Point-PNG: Conditional Pseudo-Negatives Generation for Point Cloud Pre-Training
Sutharsan Mahendren, Saimunur Rahman, Piotr Koniusz, Tharindu Fernando, Sridha Sridharan, Clinton Fookes, Peyman Moghadam
TL;DR
Point-PNG tackles the invariant-collapse issue in transformation-aware self-supervised learning for point clouds by introducing conditional pseudo-negatives generated by a COPE predictor. The framework jointly trains COPE with a transformer-based MAE backbone and a specialized loss that combines alignment, pseudo-negatives, and uniformity to preserve transformation sensitivity while maintaining discriminative power. Empirical results demonstrate competitive or superior performance on shape classification (ModelNet40, ScanObjectNN) and superior relative pose estimation compared to supervised baselines, including robust performance under challenging rotations. The approach also shows favorable parameter efficiency and extends to an image-domain evaluation on 3DIEBench, highlighting its broader applicability to transformation-aware representation learning.
Abstract
We propose Point-PNG, a novel self-supervised learning framework that generates conditional pseudo-negatives in the latent space to learn point cloud representations that are both discriminative and transformation-sensitive.
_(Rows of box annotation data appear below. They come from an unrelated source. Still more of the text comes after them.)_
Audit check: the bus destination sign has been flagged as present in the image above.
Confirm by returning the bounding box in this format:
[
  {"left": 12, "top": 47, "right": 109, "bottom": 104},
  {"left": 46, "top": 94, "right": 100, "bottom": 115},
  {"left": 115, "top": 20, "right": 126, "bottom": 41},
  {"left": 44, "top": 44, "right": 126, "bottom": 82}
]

Conventional self-supervised learning methods focus on achieving invariance, discarding transformation-specific information. Recent approaches incorporate transformation sensitivity by explicitly modeling relationships between original and transformed inputs. However, they often suffer from an invariant-collapse phenomenon, where the predictor degenerates into identity mappings, resulting in latent representations with limited variation across transformations. To address this, we propose Point-PNG that explicitly penalizes invariant collapse through pseudo-negatives generation, enabling the network to capture richer transformation cues while preserving discriminative representations. To this end, we introduce a parametric network, COnditional Pseudo-Negatives Embedding (COPE), which learns localized displacements induced by transformations within the latent space. A key challenge arises when jointly training COPE with the MAE, as it tends to converge to trivial identity mappings. To overcome this, we design a loss function based on pseudo-negatives conditioned on the transformation, which penalizes such trivial invariant solutions and enforces meaningful representation learning. We validate Point-PNG on shape classification and relative pose estimation tasks, showing competitive performance on ModelNet40 and ScanObjectNN under challenging evaluation protocols, and achieving superior accuracy in relative pose estimation compared to supervised baselines.